Prevention and Outcomes
Genetic counseling, prenatal diagnosis, and preimplantation genetic diagnosis (PGD) are available to affected or at-risk family members for prevention of LGMD. Prenatal diagnosis and PGD are options in families and individuals when a molecular diagnosis has been determined. Genetic counseling is available for recurrence risk analysis with or without a molecular diagnosis.
Bibliography
Herson, Serge, et al. "A Phase I Trial of Adeno-Associated Virus Serotype 1-Gamma-Sarcoglycan Gene Therapy for Limb Girdle Muscular Dystrophy Type 2C." Brain 135.2 (2012): 483–92. Print.
Jones, R., Jr., D. Devivo, and B. Darras. Neuromuscular Disorders of Infancy, Childhood, and Adolescence: A Clinician’s Approach. Philadelphia: Elsevier Science, 2003.
"Limb-Girdle Muscular Dystrophy." Genetics Home Reference. Natl.
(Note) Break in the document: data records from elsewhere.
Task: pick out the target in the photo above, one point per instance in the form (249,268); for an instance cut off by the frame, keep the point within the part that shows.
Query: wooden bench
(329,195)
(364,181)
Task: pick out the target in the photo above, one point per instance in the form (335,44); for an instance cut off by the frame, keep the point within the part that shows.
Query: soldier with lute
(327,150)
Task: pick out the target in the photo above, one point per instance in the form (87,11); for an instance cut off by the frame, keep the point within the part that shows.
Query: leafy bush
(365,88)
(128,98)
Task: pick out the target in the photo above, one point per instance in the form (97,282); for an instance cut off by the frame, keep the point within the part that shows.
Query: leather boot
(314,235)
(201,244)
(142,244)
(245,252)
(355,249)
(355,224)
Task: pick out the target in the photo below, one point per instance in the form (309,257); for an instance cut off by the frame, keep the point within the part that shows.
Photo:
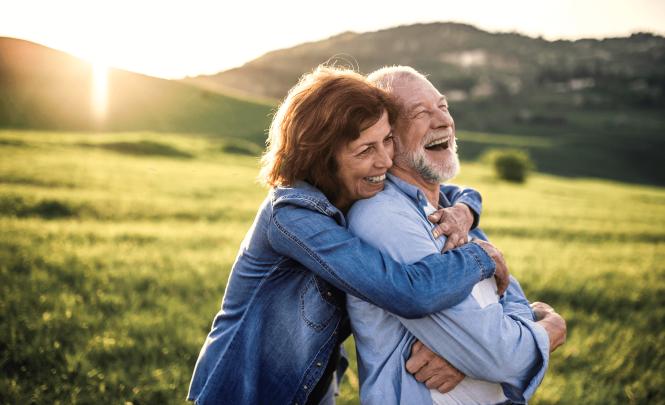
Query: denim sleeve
(488,344)
(468,196)
(437,282)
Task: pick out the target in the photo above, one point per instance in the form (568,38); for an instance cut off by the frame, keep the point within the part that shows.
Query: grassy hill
(41,88)
(598,104)
(115,250)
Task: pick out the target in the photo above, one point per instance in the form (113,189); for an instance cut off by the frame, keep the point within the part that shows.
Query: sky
(173,39)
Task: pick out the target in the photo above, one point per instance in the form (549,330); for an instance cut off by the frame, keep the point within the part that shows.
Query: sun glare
(100,72)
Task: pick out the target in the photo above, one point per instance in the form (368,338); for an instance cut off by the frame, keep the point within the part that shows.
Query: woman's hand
(434,371)
(553,323)
(454,222)
(501,273)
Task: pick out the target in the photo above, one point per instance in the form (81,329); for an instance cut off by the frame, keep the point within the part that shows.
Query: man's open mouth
(438,144)
(376,179)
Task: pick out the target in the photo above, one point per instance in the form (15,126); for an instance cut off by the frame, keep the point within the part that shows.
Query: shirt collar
(416,194)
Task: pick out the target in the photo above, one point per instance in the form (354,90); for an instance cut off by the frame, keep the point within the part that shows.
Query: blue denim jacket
(283,311)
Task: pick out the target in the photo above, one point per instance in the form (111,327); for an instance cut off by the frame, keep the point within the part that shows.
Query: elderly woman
(277,336)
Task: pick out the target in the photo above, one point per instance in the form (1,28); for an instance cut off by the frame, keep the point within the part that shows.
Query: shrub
(241,147)
(510,164)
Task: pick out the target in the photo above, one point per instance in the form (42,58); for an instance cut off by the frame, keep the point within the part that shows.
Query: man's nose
(442,119)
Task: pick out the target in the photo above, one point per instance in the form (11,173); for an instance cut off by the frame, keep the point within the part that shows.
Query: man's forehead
(416,91)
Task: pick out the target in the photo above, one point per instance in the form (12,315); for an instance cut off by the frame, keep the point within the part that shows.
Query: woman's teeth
(376,179)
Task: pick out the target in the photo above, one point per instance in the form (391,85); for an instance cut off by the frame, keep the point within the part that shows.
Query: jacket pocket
(315,310)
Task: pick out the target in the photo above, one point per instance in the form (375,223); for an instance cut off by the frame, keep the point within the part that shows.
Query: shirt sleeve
(467,196)
(320,244)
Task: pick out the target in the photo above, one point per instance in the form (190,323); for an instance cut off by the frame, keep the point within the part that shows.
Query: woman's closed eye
(365,151)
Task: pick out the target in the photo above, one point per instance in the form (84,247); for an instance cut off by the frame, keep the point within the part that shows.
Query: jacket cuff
(483,260)
(475,208)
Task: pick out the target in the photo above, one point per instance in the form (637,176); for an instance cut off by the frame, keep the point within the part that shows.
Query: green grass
(113,263)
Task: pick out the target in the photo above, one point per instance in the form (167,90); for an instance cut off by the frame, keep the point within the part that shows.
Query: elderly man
(499,344)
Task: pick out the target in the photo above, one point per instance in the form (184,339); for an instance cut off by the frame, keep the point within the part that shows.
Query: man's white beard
(431,172)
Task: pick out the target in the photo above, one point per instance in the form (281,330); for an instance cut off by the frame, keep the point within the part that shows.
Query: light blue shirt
(493,342)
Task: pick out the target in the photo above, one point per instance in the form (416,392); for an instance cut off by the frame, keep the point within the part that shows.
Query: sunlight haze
(173,39)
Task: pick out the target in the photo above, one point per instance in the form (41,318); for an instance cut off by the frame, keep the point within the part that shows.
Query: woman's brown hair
(323,112)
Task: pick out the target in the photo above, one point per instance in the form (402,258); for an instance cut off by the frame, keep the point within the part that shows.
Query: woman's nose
(384,159)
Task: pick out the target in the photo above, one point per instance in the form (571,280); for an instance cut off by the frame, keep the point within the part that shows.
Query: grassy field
(115,250)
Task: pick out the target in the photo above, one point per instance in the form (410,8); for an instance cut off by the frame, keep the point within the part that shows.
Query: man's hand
(427,367)
(553,323)
(501,272)
(454,222)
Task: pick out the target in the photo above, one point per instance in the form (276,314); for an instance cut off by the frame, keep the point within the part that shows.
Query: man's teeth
(437,143)
(376,179)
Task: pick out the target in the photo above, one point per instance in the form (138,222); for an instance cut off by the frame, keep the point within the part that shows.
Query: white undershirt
(469,390)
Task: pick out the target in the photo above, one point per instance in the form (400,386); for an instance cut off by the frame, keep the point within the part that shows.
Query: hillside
(597,104)
(41,88)
(112,265)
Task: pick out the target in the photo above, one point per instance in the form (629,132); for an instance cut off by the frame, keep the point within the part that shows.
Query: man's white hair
(387,76)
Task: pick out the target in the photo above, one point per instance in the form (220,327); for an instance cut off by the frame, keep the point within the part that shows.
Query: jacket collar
(303,194)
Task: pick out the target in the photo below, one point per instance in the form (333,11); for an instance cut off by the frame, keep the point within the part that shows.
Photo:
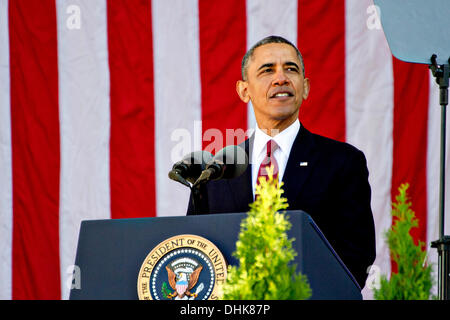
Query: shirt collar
(285,139)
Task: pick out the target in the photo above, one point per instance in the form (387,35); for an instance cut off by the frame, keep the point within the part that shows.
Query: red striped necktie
(268,161)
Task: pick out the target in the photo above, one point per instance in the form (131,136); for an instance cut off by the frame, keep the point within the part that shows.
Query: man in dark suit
(325,178)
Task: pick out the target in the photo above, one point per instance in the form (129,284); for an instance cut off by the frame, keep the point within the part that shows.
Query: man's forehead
(274,53)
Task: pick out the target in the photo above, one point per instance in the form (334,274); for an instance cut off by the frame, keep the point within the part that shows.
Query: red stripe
(35,149)
(321,40)
(222,46)
(411,90)
(132,160)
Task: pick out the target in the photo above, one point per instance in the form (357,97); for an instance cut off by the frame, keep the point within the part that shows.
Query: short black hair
(267,40)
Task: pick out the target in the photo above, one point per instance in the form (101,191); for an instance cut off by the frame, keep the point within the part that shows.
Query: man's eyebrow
(266,65)
(269,65)
(290,63)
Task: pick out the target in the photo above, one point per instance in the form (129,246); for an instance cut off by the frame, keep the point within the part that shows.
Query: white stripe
(84,122)
(269,17)
(5,160)
(369,114)
(177,96)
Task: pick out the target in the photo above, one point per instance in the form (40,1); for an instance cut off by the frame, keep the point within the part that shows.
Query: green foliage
(265,252)
(413,281)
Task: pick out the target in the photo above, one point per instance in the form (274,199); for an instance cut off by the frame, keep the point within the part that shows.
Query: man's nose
(280,78)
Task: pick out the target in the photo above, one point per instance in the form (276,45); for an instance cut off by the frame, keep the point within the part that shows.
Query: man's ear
(242,90)
(305,88)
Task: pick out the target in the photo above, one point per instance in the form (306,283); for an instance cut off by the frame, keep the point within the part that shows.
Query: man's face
(275,85)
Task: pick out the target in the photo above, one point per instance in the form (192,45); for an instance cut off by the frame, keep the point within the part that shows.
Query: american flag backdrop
(98,98)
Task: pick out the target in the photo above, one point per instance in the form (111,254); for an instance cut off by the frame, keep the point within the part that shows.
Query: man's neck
(272,128)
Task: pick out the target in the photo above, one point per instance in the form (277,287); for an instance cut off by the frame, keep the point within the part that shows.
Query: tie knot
(271,147)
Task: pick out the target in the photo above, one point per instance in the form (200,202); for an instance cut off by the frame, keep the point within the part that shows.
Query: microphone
(190,167)
(228,163)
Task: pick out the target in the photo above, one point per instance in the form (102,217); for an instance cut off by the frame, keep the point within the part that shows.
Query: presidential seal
(184,267)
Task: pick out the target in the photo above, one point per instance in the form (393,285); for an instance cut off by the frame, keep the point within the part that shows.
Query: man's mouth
(282,95)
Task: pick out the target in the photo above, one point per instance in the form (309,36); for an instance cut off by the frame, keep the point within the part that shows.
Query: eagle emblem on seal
(183,282)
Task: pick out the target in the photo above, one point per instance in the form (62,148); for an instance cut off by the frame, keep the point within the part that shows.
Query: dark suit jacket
(333,189)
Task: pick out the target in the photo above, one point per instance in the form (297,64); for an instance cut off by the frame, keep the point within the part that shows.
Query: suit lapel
(301,161)
(241,187)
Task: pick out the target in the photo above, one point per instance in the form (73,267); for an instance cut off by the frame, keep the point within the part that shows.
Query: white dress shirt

Lib. of Medicine, Apr. 2011. Web. 31 July 2014.
"Limb-Girdle Muscular Dystrophy (LGMD)." Cleveland Clinic, 12 Dec. 2023, my.clevelandclinic.org/health/diseases/limb-girdle-muscular-dystrophy-lgmd. Accessed 10 Sept. 2024.
"Limb-Girdle Muscular Dystrophy." Medline Plus, 1 Sept. 2019, medlineplus.gov/genetics/condition/limb-girdle-muscular-dystrophy/. Accessed 10 Sept. 2024.
Nigro, Vincenzo, and Marco Savarese. "Genetic Basis of Limb-Girdle Muscular Dystrophies: The 2014 Update." Acta Myologica 33.1 (2014): 1–12. Print.